Alison Pratt, Gethsemane Alison Pratt, Gethsemane
photo Keith Saunders
IN THE BIBLE, GETHSEMANE IS THE PLACE WHERE JESUS CRUMBLES, FOREKNOWING HIS OWN DEATH, FEELING ABANDONED BY HIS GOD. THE RABBLE WILL TURN HIM OVER TO HIS CRUCIFIXION. THROUGH HIS INTENSELY PERSONAL SUFFERING, CHRIST DOES NOT GIVE UP; RATHER, HE GIVES OVER: PEOPLE WILL DO AS THEY WILL DO. THIS FEAT OF ACCEPTANCE IS PROVOCATIVE AND DEEPLY MOVING.

Gerard Brophy’s Gethsemane follows quite a different trajectory. The five textual passages around which the performance is shaped depict snapshots of life, struggle and death in contemporary Calcutta in a journey across the city from dawn to dusk. The musical form winds and unwinds around these passages. I have an image of spirals within channels of decay—like the labyrinthine passages of this ancient 'city of joy,' like a worried angel overlooking a putrefying feast.

Martin del Amo’s first solo dance passage is accompanied by an ascending electronically generated scale which begins in unison but proceeds to divide. His arms and torso—rising, falling, being pulled and propelled—struggle like cells parting ways. The dance becomes thicker, as if spiralling through honey. This is a slow death.

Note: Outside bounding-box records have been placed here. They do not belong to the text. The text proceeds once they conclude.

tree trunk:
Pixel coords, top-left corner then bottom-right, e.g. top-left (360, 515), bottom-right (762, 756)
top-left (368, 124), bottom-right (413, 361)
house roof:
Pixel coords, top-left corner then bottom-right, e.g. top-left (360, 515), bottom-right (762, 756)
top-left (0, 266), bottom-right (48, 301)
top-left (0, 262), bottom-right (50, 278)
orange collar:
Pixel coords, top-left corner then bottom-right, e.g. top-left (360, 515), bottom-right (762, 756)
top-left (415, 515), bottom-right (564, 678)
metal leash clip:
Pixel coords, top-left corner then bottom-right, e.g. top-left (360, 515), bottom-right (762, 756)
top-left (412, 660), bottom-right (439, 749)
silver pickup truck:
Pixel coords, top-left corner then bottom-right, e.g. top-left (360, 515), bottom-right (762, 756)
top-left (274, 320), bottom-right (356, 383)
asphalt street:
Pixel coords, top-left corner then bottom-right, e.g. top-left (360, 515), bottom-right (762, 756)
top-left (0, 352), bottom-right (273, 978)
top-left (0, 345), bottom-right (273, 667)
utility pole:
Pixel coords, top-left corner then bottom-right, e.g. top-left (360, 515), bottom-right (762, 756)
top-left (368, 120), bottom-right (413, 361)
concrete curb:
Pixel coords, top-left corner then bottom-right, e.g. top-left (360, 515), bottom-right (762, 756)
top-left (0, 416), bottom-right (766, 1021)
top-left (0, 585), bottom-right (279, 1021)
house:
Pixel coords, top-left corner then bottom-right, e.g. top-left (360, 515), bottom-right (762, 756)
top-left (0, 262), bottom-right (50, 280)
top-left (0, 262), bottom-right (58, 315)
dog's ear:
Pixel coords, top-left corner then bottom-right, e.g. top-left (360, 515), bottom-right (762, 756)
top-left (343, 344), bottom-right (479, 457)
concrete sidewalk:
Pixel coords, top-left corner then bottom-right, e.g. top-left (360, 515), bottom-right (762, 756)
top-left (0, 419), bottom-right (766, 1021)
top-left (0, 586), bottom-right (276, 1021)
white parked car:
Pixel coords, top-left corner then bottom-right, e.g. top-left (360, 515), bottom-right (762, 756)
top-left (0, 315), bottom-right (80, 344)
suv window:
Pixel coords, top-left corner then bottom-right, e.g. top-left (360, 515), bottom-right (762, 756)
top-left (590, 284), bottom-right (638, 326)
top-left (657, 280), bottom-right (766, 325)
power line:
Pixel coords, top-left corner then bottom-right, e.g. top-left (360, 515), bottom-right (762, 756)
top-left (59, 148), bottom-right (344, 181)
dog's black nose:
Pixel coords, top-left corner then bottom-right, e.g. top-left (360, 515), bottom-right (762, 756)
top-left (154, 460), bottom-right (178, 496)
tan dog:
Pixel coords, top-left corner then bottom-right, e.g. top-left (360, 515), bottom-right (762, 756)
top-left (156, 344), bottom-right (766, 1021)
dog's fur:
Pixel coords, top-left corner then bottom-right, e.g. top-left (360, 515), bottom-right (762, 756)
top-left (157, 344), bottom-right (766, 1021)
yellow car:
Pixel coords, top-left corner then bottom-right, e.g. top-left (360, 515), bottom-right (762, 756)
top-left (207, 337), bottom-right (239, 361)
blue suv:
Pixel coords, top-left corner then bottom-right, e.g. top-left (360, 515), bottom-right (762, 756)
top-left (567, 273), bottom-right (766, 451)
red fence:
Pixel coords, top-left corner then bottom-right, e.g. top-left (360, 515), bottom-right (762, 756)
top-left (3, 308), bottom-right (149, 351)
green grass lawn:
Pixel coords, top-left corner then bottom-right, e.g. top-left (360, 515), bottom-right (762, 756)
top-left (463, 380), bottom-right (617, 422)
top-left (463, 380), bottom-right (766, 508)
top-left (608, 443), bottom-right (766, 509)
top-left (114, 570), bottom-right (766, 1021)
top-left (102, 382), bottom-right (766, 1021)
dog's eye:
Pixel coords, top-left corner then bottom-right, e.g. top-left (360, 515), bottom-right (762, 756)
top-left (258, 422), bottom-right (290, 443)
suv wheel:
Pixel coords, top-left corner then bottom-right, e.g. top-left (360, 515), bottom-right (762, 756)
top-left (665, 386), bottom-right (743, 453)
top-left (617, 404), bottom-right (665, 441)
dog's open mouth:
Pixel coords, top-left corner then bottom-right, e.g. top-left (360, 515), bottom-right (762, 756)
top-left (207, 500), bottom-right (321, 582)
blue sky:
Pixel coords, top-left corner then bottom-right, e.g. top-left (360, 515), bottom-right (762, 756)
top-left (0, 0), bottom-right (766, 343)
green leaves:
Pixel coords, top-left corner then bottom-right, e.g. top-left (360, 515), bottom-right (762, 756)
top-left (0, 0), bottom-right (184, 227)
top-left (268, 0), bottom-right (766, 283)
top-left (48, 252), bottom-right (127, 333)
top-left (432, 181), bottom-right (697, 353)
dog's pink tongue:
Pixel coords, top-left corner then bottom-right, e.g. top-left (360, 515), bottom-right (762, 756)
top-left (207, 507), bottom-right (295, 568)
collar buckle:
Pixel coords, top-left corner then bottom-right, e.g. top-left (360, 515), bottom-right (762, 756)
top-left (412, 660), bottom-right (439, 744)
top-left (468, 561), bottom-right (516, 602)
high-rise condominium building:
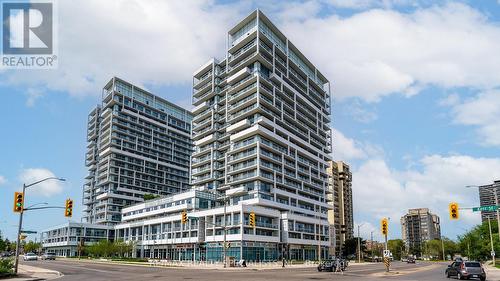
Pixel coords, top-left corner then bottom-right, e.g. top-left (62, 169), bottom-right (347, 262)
top-left (327, 161), bottom-right (354, 255)
top-left (401, 208), bottom-right (441, 256)
top-left (192, 10), bottom-right (331, 259)
top-left (479, 180), bottom-right (500, 222)
top-left (83, 77), bottom-right (192, 225)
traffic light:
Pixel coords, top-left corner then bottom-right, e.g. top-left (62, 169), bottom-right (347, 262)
top-left (340, 224), bottom-right (347, 234)
top-left (448, 202), bottom-right (460, 220)
top-left (64, 199), bottom-right (73, 217)
top-left (380, 218), bottom-right (389, 236)
top-left (14, 192), bottom-right (24, 213)
top-left (181, 210), bottom-right (187, 224)
top-left (249, 212), bottom-right (255, 228)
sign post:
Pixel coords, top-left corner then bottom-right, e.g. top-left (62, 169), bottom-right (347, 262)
top-left (380, 218), bottom-right (391, 272)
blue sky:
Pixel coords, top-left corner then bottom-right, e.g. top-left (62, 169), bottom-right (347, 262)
top-left (0, 0), bottom-right (500, 241)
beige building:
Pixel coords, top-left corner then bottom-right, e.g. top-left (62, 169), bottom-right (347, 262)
top-left (401, 208), bottom-right (441, 255)
top-left (327, 161), bottom-right (354, 255)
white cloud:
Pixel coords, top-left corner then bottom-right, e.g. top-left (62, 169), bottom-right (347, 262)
top-left (19, 168), bottom-right (63, 197)
top-left (2, 0), bottom-right (500, 102)
top-left (353, 155), bottom-right (500, 238)
top-left (2, 0), bottom-right (244, 99)
top-left (282, 3), bottom-right (500, 102)
top-left (332, 128), bottom-right (384, 161)
top-left (26, 88), bottom-right (43, 107)
top-left (332, 128), bottom-right (366, 161)
top-left (341, 99), bottom-right (378, 123)
top-left (450, 90), bottom-right (500, 146)
top-left (354, 221), bottom-right (382, 241)
top-left (0, 175), bottom-right (7, 185)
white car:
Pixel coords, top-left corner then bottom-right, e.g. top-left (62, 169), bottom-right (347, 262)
top-left (23, 253), bottom-right (38, 261)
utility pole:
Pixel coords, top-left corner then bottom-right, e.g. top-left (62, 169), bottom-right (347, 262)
top-left (370, 231), bottom-right (373, 262)
top-left (488, 217), bottom-right (495, 267)
top-left (14, 183), bottom-right (26, 274)
top-left (358, 224), bottom-right (363, 263)
top-left (441, 236), bottom-right (446, 261)
top-left (318, 211), bottom-right (321, 263)
top-left (222, 195), bottom-right (227, 268)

A later dance becomes thinner, sowing its struggles in water, thence becoming brittle, as if broken apart in wind. The Song Company as chorus also works its struggles, shuddering and shuffling in alleyways, trembling as if scattered by internal quakes. A final, jagged scavenging, as if trapped within a thin cylinder of breath, is quieted by the blow of conch horns, sounding the gates of hell (or the other place). The soprano saxophone, a cobra’s dance, calls the final chant; the figures become translucent and turn to their deaths.

Throughout, the choir—always exemplary in their vocal work—is comfortable in its motions; for each member their movement decisions seem entirely in place. The choreography as a whole displays an admirable restraint in tone, letting me sit within the experience.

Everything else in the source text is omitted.